Social

Kenya has no intention of shutting down Facebook, which is owned by Meta, its ICT minister said on Monday after the national cohesion watchdog gave the platform seven days to comply with rules on hate speech or face suspension.

The National Cohesion and Integration Commission (NCIC) on Friday accused Facebook of contravening Kenya’s constitution and laws for failing to tackle hate speech and incitement on the platform ahead of August 9 national elections.

“We do not have a plan to shut down any of these platforms,” Joe Mucheru, the minister for information, communication and technology, told Reuters. “Press freedom is one we cherish, whether it is (traditional) media or social media.”

His statement echoed that of the interior minister, Fred Matiangi, who accused the NCIC of making haphazard decisions over the weekend, and vowed that the platform will not be shut down.

“They (NCIC) should have consulted widely because they don’t have the power to shut anybody down.
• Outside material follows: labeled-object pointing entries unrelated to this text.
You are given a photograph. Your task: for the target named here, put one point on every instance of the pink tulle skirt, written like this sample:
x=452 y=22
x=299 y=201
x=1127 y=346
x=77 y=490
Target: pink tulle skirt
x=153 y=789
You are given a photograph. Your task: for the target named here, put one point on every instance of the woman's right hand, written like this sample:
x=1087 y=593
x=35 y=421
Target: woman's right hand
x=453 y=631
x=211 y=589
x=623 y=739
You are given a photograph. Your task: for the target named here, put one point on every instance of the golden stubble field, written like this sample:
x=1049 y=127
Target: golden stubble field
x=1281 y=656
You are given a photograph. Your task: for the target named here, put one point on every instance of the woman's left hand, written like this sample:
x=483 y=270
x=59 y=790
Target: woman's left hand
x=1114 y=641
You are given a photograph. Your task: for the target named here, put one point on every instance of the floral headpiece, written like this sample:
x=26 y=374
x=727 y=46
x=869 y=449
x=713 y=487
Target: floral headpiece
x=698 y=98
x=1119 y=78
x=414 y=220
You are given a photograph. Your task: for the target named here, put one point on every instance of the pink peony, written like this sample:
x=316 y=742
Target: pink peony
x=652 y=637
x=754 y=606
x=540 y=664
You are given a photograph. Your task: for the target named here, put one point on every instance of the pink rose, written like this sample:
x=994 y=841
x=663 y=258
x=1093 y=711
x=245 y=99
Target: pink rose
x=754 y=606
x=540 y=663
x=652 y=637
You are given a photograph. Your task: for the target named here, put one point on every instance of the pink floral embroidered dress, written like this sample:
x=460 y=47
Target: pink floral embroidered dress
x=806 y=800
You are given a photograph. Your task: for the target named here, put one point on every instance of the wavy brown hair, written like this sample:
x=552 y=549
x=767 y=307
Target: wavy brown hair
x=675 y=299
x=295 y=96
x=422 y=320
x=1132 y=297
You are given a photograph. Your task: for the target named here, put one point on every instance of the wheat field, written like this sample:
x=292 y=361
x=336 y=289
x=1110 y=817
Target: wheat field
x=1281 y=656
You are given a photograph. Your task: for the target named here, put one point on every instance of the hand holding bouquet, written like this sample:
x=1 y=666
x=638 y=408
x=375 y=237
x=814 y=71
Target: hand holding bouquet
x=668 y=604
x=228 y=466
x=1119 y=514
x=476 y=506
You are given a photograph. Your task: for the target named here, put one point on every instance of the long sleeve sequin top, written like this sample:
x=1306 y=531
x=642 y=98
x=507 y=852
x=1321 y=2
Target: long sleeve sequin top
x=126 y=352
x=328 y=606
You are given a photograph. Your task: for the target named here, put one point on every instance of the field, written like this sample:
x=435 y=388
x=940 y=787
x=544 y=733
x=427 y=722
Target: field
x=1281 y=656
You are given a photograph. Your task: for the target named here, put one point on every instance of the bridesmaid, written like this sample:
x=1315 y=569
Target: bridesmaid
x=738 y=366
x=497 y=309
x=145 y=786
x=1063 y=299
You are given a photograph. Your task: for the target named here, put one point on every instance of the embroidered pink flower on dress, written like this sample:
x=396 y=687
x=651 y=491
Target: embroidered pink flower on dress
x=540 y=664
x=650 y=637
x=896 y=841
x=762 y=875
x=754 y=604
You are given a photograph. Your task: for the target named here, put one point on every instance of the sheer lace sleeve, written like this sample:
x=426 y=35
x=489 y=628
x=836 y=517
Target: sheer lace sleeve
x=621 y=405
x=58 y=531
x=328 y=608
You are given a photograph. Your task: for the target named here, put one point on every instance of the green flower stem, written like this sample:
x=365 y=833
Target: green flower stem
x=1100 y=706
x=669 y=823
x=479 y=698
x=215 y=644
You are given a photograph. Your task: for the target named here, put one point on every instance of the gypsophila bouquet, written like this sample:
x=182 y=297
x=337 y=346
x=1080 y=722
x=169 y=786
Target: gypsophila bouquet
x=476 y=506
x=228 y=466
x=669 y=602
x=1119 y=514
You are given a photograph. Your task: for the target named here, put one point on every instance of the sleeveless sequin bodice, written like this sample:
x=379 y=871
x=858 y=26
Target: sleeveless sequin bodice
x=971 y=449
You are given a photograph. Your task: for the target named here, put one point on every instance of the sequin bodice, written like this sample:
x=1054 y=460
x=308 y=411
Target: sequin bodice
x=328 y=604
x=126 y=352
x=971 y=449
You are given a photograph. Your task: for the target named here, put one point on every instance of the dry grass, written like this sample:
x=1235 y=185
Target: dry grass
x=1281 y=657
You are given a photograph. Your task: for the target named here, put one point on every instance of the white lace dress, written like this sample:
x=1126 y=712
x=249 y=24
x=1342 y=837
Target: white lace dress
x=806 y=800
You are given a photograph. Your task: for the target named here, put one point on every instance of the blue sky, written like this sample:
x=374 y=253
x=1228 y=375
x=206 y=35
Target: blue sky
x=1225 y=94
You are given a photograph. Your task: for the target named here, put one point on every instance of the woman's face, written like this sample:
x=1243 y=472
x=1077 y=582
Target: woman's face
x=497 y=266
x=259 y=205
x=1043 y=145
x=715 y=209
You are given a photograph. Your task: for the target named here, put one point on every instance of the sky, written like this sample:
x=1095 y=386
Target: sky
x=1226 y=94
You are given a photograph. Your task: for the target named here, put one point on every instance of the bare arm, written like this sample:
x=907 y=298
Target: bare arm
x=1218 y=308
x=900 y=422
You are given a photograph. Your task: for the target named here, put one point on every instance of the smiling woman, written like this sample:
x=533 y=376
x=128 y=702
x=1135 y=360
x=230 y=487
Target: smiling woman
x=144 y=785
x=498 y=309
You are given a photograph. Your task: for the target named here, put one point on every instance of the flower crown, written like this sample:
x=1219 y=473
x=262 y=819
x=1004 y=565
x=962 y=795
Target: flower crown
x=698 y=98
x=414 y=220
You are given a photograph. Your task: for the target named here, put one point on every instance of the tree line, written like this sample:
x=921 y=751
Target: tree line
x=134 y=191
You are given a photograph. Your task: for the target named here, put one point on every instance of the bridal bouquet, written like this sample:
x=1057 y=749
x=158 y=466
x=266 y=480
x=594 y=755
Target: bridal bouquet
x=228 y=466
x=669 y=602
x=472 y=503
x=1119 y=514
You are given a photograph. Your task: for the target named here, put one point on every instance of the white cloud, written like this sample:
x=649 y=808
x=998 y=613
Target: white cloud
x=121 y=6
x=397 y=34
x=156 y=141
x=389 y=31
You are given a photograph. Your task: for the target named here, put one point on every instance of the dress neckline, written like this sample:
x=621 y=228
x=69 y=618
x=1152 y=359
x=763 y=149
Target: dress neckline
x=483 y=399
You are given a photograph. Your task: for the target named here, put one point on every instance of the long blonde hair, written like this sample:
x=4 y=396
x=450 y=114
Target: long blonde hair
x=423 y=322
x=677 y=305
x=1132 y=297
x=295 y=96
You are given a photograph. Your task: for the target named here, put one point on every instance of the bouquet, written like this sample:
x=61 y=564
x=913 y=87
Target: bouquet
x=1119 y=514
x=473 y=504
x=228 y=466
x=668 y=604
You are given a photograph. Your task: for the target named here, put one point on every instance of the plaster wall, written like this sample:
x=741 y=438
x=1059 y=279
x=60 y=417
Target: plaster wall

They don’t licence anybody,” Mucheru said.

When it issued its ultimatum, the NCIC said it was consulting with the Communication Authority of Kenya, which regulates the industry, adding that it would recommend suspension of Facebook’s operations if it does not comply.

Meta has taken “extensive steps” to weed out hate speech and inflammatory content, and it is intensifying those efforts ahead of the election, a company spokesperson told Reuters.

Mucheru agreed, adding that the platform has deleted 37,000 hate speech related posts during the electioneering period.

Supporters of the leading presidential candidates, veteran opposition leader Raila Odinga and deputy president William Ruto, have used social media platforms to praise their candidates, persuade others to join them or to accuse opposing sides of various misdeeds.

Some of Kenya’s 45 tribes have targeted each other during violence in past polls, but Mucheru said this election is different and the country is enjoying peace and calm in spite of the heightened political activities.